6.824 2015 Lecture 3: Primary/Backup Replication

Note: These lecture notes were slightly modified from the ones posted on the 6.824 course website from Spring 2015.

Today

Replication
Remus case study
Lab 2 introduction

Fault tolerance

We'd like a service that continues despite failures!
Definitions:
- Available -- still usable despite [some class of] failures
- Correct -- act just like a single server to clients
  - A lot of issues that come up have to do with correctness
Very hard!
Very useful!

Need a failure model: what will we try to cope with?

Most common: Independent fail-stop computer failures
- fail-stop failures: computed correctly for a while and then stopped
  - as opposed to computing incorrectly (different situation)
- have to assume independence of failures
  - (o.w. we could have primary fail => backup fail => fffffuu....)
- Remus further assumes only one failure at a time
Another model: Site-wide power failure (and eventual reboot)
(Network partition)
No bugs, no malice

Core idea: replication

Two servers (or more)
Each replica keeps state needed for the service
If one replica fails, others can continue

Example: fault-tolerant MapReduce master

Lab 1 workers are already fault-tolerant, but not master
[Diagram: M1, M2, workers]
State:
- worker list
- which jobs done
- which workers idle
- TCP connection state
- program counter

Big questions

What state to replicate?
- Example: Remus replicates all of RAM and the CPU state
How does replica get state?
When to cut over to backup?
- Is primary really down or is just the network down?
Are anomalies visible at cut-over?
- What will clients see?
How to repair / re-integrate?
- How to get a new backup?

Two main approaches:

State transfer
- "Primary" replica executes the service
- Primary sends [new] state to backups
- Example: Remus
Replicated state machine
- All replicas (primary and backup) execute all operations
- If same start state & same operations & same order & deterministic & then => same end state
- Ops are transferred and not the state

State transfer is simpler

But state may be large, slow to transfer
Remus uses state transfer

Replicated state machine can be more efficient

If operations are small compared to data
But complex, e.g. order on multi-core, determinism
- Hard to make sure everyone got to the same state
- Determinism can be problematic (time, threads, etc.)
Labs use replicated state machines

Remus: High Availability via Asynchronous Virtual Machine Replication, NSDI 2008

Very ambitious system

Whole-system replication
Completely transparent to applications and clients
High availability for any existing software
Would be magic if it worked well!
Failure model:
1. Independent hardware faults
2. Site-wide power failure

Plan 1 (slow, broken):

[Diagram: app, O/S, Remus underneath]
two machines, primary and backup; plus net and other machines
primary runs o/s and application s/w, talks to clients, etc.
backup does not initially execute o/s, applications, etc.
- it only executes some Remus code
a few times per second:
- pause primary
- copy entire RAM, registers, disk to backup
  - 10Gbps = 1GB/s network bandwidth
  - 100MB/s disk bandwidth
  - network bandwidth limits RAM transfer rate
  - disk bandwidth limits disk transfer rate
- resume primary
if primary fails:
- start backup executing!

Q: Is Plan 1 correct (as described above)?

i.e. does it look just like a single reliable server?
No:
- client sends write req. to primary, primary replies before backup had a chance to copy the new state
- primary fails, backup takes over, but it does not reflect the last write req.
- client will be screwed because his write was lost

Q: What will outside world see if primary fails and replica takes over?

Will backup have same state as last visible on primary?
Might a client request be lost?
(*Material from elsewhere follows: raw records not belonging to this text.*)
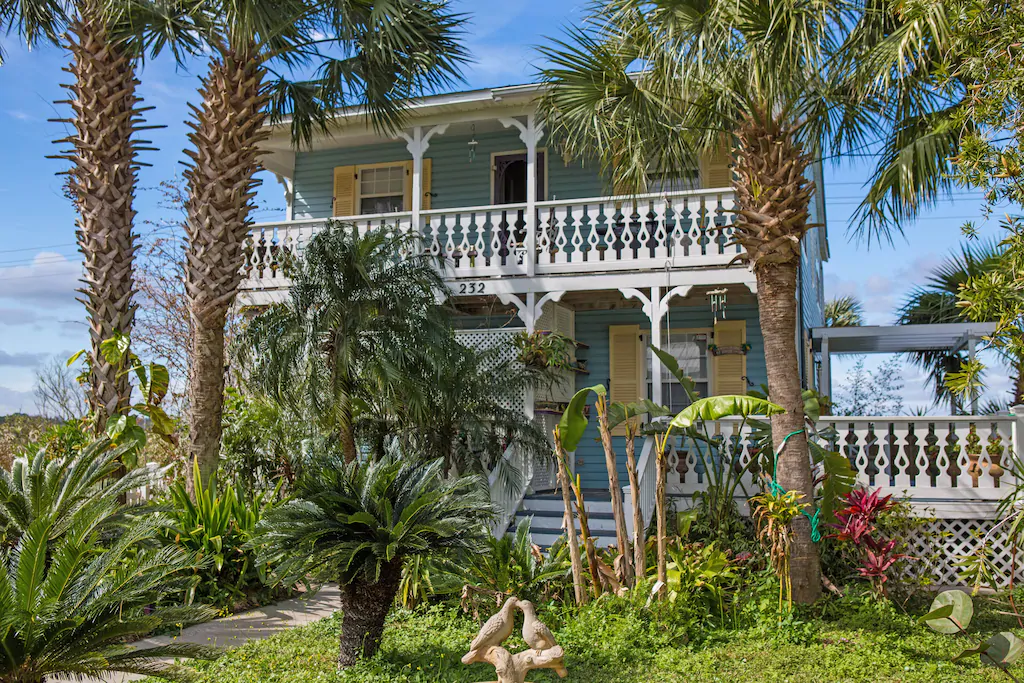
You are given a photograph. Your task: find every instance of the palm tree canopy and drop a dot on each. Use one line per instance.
(360, 309)
(845, 311)
(321, 56)
(347, 521)
(935, 302)
(650, 84)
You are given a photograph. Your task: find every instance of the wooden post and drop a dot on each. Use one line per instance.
(563, 483)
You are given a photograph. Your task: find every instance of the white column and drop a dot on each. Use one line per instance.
(530, 140)
(972, 350)
(825, 387)
(529, 134)
(417, 147)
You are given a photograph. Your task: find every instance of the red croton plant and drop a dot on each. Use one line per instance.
(856, 523)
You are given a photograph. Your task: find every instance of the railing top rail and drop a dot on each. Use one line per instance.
(630, 198)
(341, 219)
(475, 209)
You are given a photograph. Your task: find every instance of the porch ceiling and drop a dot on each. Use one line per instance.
(900, 338)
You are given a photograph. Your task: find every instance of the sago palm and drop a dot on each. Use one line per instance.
(357, 523)
(60, 487)
(935, 302)
(70, 607)
(760, 79)
(377, 53)
(357, 316)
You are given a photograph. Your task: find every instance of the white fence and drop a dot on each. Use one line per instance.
(603, 233)
(949, 468)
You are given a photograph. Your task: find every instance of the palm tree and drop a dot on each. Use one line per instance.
(844, 312)
(358, 314)
(935, 302)
(761, 79)
(357, 523)
(105, 41)
(389, 50)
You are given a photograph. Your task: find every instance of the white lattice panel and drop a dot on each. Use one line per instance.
(952, 539)
(503, 341)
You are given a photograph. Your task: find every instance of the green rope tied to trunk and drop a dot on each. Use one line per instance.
(778, 491)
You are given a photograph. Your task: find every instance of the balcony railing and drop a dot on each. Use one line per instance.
(599, 235)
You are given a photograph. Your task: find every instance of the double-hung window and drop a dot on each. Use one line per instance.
(382, 188)
(689, 347)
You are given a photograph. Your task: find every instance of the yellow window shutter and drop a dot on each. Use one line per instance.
(428, 169)
(730, 367)
(344, 191)
(715, 171)
(626, 361)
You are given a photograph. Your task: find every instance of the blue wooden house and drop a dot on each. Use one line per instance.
(531, 241)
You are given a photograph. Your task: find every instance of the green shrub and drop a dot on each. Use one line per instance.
(218, 526)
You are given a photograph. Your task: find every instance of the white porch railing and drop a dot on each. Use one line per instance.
(951, 467)
(603, 233)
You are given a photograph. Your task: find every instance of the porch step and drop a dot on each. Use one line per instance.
(546, 511)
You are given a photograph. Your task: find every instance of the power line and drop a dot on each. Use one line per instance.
(10, 251)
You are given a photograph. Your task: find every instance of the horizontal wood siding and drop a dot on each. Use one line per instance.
(592, 329)
(456, 180)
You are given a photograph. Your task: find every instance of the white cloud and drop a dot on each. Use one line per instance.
(49, 281)
(23, 359)
(12, 400)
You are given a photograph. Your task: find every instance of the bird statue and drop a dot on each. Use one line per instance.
(494, 632)
(535, 632)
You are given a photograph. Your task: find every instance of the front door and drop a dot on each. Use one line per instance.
(510, 178)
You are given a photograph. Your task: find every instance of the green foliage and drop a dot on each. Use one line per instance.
(346, 521)
(844, 311)
(514, 565)
(153, 382)
(262, 441)
(716, 408)
(543, 349)
(80, 578)
(616, 639)
(573, 421)
(950, 612)
(216, 524)
(42, 487)
(360, 311)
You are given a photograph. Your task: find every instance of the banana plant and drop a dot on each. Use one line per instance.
(153, 383)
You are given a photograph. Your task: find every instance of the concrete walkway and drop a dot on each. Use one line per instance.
(239, 629)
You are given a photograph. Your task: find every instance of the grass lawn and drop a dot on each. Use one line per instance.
(845, 640)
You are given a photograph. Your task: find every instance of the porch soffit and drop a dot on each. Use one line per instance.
(900, 338)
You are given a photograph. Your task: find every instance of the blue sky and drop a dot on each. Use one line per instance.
(39, 316)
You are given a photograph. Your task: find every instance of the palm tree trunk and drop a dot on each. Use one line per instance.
(622, 536)
(221, 180)
(639, 530)
(773, 197)
(102, 181)
(365, 606)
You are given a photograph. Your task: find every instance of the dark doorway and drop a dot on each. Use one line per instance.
(510, 178)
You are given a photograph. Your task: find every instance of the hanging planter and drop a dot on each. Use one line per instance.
(717, 350)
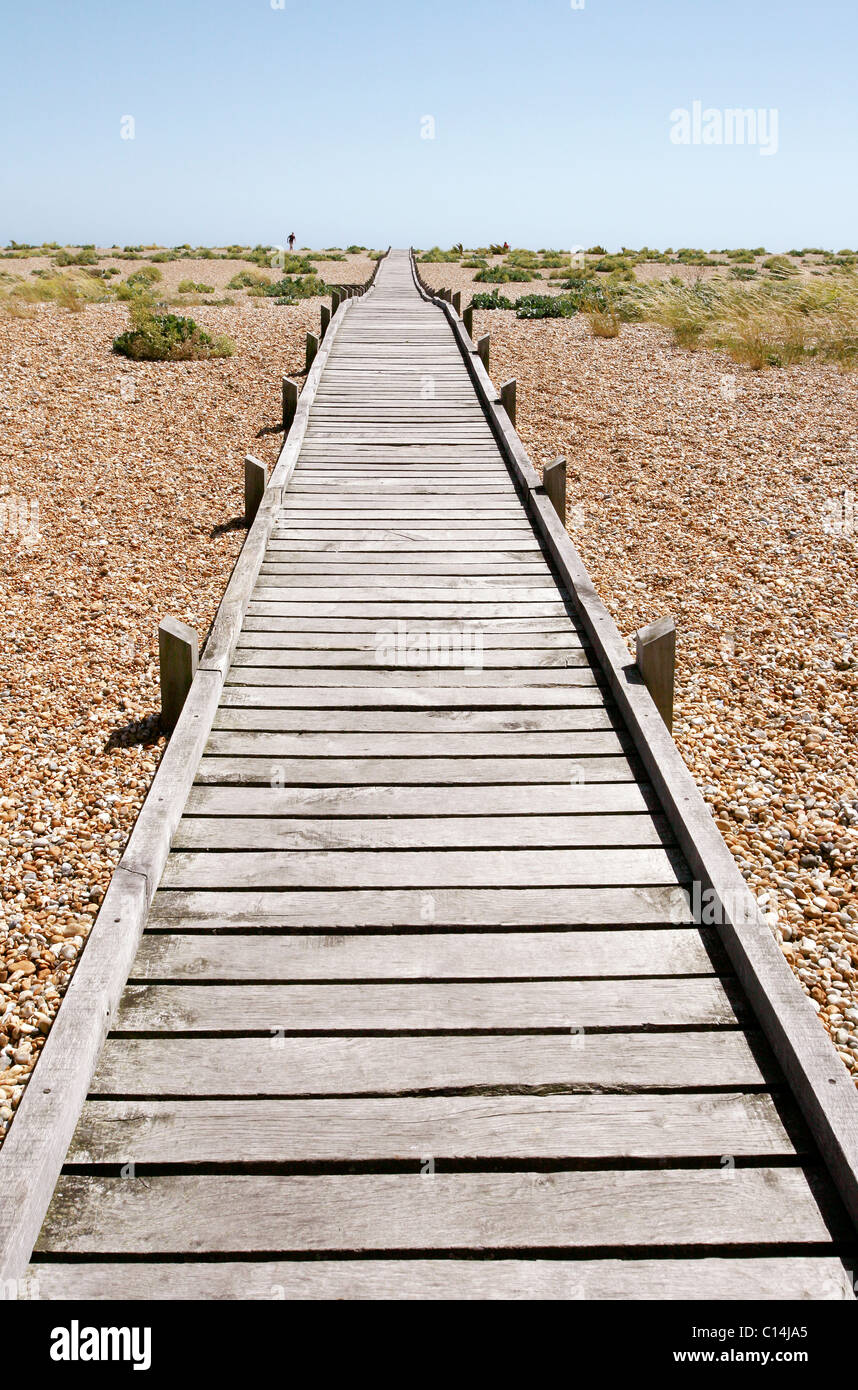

Executed twice?
Yes: see above question

Q: How to decide if primary has failed?

Q: How will clients know to talk to backup rather than primary?

Q: What if site-wide power failure?

Primary is running some o/s, has a plan for reboot from disk "crash-consistent"

Q: What if primary fails while sending state to backup?

i.e. backup is mid-way through absorbing new state?

Q: What if primary gets request, sends checkpoint to backup, and just before replying primary fails?

TCP layer will take care of this? If client retransmits request, that could be problematic (side effects). So hopefully TCP kicks in and notices that no reply came back. How? Primary was just about to reply, but Remus held the reply in the buffer. Backup will have same state so it'll think it has replied and wait for an ACK from the client, which will never come because the client got nothing. Thus, backup will retransmit the packets that the primary never had a chance to and finally get the ACK from the client.

Q: Is Plan 1 efficient?

Can we eliminate the fact that backup state trails the primary?
- Seems very hard!
- Primary would have to tell backup (and wait) on every instruction.
Can we conceal the fact that backup's state lags primary?
- Prevent outside world from seeing that backup is behind last primary state
  - e.g. prevent primary sent RPC reply but backup state doesn't reflect that RPC
  - e.g. MapReduce Register() RPC, which it would be bad for backup to forget
- Idea: primary "holds" output until backup state catches up to output point
  - e.g. primary receives RPC request, processes it, creates reply packet, but Remus holds reply packet until backup has received corresponding state update

Remus epochs, checkpoints

Primary runs for a while in Epoch 1 (E1), holding E1's output
Primary pauses
Primary copies RAM+disk changes from E1 to local buffer
Primary resumes execution in E2, holding E2's output
Primary sends checkpoint of RAM+disk to backup
Backup copies all to separate RAM, then applies, then ACKs
Primary releases E1's output
Backup applies E1's changes to RAM and disk

If primary fails, backup finishes applying last epoch's disk+RAM, then starts executing

Q: Any externally visible anomalies?

Q: What if primary receives + executes a request, crashes before checkpoint? backup won't have seen request!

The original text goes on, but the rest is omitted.